Book Synopsis Unequal Family Lives by : Naomi R. Cahn
Download or read book Unequal Family Lives written by Naomi R. Cahn and published by Cambridge University Press. This book was released on 2018-08-02 with total page 349 pages. Available in PDF, EPUB and Kindle. Book excerpt: This volume explores the causes and consequences of family inequality in the United States, Europe, and Latin America.
Author :Tomes, Nigel Publisher :London : Department of Economics, University of Western Ontario ISBN 13 :9780771401534 Total Pages :61 pages Book Rating :4.4/5 (15 download)
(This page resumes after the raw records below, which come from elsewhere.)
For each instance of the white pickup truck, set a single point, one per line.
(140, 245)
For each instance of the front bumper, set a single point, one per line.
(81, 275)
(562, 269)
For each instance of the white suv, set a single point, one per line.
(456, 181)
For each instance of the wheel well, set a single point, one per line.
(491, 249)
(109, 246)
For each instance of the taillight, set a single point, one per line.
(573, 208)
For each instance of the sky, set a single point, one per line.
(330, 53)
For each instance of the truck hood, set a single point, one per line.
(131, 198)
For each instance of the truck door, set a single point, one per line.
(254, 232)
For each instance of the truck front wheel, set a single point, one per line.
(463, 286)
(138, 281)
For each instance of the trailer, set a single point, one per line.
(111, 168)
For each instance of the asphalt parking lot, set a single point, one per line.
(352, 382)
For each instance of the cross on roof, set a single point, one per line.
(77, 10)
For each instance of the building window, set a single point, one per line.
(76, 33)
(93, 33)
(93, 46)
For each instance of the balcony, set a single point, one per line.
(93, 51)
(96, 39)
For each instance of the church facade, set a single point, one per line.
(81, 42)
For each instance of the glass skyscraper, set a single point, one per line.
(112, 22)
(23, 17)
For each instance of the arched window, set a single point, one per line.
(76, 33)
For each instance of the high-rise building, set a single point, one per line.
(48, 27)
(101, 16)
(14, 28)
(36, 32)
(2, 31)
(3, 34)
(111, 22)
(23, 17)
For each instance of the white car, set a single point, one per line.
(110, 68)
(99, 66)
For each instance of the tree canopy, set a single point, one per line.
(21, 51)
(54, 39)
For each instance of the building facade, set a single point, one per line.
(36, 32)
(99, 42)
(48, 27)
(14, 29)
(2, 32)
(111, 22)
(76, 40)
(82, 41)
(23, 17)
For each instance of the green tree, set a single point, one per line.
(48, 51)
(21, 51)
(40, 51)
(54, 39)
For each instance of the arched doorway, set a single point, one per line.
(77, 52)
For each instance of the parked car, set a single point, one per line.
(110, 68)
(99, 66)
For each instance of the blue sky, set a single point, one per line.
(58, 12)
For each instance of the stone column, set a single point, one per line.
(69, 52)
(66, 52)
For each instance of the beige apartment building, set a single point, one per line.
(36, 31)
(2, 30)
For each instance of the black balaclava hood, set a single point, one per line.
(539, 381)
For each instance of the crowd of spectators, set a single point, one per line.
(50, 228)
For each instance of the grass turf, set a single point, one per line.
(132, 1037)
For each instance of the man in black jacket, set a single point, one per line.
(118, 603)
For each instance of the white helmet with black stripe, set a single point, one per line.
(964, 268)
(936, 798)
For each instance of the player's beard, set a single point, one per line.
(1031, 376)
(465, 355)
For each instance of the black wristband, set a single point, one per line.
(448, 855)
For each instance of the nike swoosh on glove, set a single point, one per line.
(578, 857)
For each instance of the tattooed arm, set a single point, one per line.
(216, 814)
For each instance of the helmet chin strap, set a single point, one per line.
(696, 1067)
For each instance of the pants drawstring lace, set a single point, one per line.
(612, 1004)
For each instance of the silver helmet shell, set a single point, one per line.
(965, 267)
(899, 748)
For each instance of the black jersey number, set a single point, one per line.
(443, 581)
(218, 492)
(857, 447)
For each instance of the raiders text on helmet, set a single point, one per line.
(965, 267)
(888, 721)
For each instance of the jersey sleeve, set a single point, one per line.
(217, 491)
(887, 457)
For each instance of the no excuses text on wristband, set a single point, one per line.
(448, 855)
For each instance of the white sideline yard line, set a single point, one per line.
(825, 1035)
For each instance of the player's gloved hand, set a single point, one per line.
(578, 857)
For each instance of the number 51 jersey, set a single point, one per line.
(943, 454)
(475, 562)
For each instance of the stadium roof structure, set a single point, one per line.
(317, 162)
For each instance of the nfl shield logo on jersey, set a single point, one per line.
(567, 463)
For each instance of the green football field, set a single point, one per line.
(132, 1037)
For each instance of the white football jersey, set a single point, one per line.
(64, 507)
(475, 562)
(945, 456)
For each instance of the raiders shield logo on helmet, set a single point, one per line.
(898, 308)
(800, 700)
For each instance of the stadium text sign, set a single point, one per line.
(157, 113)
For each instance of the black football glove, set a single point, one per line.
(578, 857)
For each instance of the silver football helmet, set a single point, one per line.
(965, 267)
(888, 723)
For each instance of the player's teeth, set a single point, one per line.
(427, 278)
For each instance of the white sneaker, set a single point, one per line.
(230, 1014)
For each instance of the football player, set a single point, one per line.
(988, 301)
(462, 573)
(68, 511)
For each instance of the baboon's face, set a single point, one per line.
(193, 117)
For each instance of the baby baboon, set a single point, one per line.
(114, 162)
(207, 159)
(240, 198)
Book Synopsis The Family, Inheritance and the Intergenerational Transmission of Inequality by : Tomes, Nigel
Download or read book The Family, Inheritance and the Intergenerational Transmission of Inequality written by Tomes, Nigel and published by London : Department of Economics, University of Western Ontario. This book was released on 1980 with total page 61 pages. Available in PDF, EPUB and Kindle. Book excerpt:
Book Synopsis Ethnic Specialization and Earnings Inequality by : Martin Kahanec
Download or read book Ethnic Specialization and Earnings Inequality written by Martin Kahanec and published by . This book was released on 2006 with total page pages. Available in PDF, EPUB and Kindle. Book excerpt:
Book Synopsis Wage Inequality in Africa by : Shirley Johnson-Lans
Download or read book Wage Inequality in Africa written by Shirley Johnson-Lans and published by Springer. This book was released on 2017-04-17 with total page 87 pages. Available in PDF, EPUB and Kindle. Book excerpt: This Palgrave Pivot features original research studies of wage inequality in African countries including South Africa, Nigeria, Tanzania, and Uganda. The contributors examine gender and racial wage differentials, as well as the effects of urbanization and globalization on inequality in wages and earnings. They also examine the extent to which human capital factors such as education and experience contribute to the significant wage differentials that exist in African countries.